El bronce del Eurobasket tiene color español

Juan Carlos Navarro en su último partido con España. Fotografía: Europa Press.

La selección española de baloncesto no falló en la lucha por el tercer puesto del Eurobasket frente a Rusia (93-85) y logró un bronce que supone la sexta medalla consecutiva en torneos continentales y la novena en los últimos diez disputados, en un partido que se complicó en los minutos finales y que supuso la despedida de Juan Carlos Navarro.

El combinado dirigido por Sergio Scariolo se rehizo de la derrota en las semifinales contra Eslovenia y supo sufrir contra los rusos y engrosó las vitrinas de un equipo acostumbrado a subir al podio en las grandes citas, con Pau y Marc Gasol como figuras principales. El poderío de los hermanos en la pintura tumbó a una Rusia que acusó las pérdidas de balón y el mal arranque de partido.

Los Gasol volvieron a comandar una ofensiva española que dominó el juego interior y supo defender la amenaza exterior de una Rusia desacertada en los primeros minutos, en la que Aleksei Shved volvió a tratar de luchar contra el mundo sin éxito.

La estrella del Khimki monopolizó el balón en el cuadro soviético desde el inicio, pero el buen arranque de Marc y Fernando San Emeterio empezó a abrir un hueco en el marcador (15-7, min. 7) que los de Sergey Bazarevich no supieron cerrar.

Con el pívot maltrecho por unas molestias tras una falta antideportiva, Pau y Sergio Rodríguez apagaron el primer amago de reacción rusa. El ala pívot y el base lideraron un parcial de 11-0 que disparó la ventaja española (32-17, min. 15).

La defensa mixta ahogaba a una Rusia castigada por las pérdidas, pero que supo remar contracorriente para no perderle la cara al partido. Tras el descanso, la circulación de los de Bazarevich mejoró y comenzaron a acercase en el marcador.
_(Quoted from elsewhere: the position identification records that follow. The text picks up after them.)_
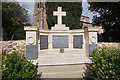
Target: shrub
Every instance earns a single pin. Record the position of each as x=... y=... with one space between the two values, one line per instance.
x=105 y=64
x=16 y=66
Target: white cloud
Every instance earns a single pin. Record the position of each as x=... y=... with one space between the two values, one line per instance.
x=87 y=12
x=30 y=7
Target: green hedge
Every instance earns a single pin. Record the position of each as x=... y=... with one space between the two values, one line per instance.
x=15 y=66
x=105 y=64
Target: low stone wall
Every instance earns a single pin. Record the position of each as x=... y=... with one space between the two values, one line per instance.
x=15 y=45
x=20 y=45
x=109 y=44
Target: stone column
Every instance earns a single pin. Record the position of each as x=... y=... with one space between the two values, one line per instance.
x=31 y=42
x=50 y=42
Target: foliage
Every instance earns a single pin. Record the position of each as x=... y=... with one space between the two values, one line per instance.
x=14 y=17
x=15 y=66
x=105 y=64
x=73 y=13
x=109 y=18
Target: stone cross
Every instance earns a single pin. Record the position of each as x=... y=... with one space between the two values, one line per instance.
x=59 y=13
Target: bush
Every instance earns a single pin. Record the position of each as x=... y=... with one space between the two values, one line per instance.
x=15 y=66
x=105 y=64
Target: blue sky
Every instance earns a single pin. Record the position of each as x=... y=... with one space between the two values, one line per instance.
x=30 y=7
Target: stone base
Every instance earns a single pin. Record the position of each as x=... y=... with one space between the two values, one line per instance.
x=60 y=27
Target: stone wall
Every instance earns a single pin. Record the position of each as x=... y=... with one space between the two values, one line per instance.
x=20 y=45
x=109 y=44
x=15 y=45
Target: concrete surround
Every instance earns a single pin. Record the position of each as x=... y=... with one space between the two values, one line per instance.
x=43 y=47
x=89 y=39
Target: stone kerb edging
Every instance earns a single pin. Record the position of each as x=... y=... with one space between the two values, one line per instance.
x=14 y=45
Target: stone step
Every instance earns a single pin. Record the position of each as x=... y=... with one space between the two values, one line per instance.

Los triples comenzaron a entrar y los nervios paralizaron a España, que además vio como Ricky Rubio se marchaba a los vestuarios por dos faltas antideportivas. El altísimo ritmo anotador de los soviéticos recortaba distancias a marchas forzadas, alcanzando los 57 puntos en la segunda mitad, a pesar de echar en falta a un Shved que no brilló a la altura de otras ocasiones.

Con tan solo dos puntos de diferencia en el marcador (78-76, min. 37), los de Scariolo apretaron los dientes y con un robo de Sergio Rodríguez y una canasta de San Emeterio lograron retomar la calma.

Después Marc y Pau se encargaron de ajusticiar a una Rusia combativa que nadó para morir en la orilla y que continúa sin subir al podio desde 2011. Si subirá España que acumula seis Eurobasket seguidos sin bajarse, despidiendo con un bronce a un Navarro que se retira con diez preseas a sus espaldas.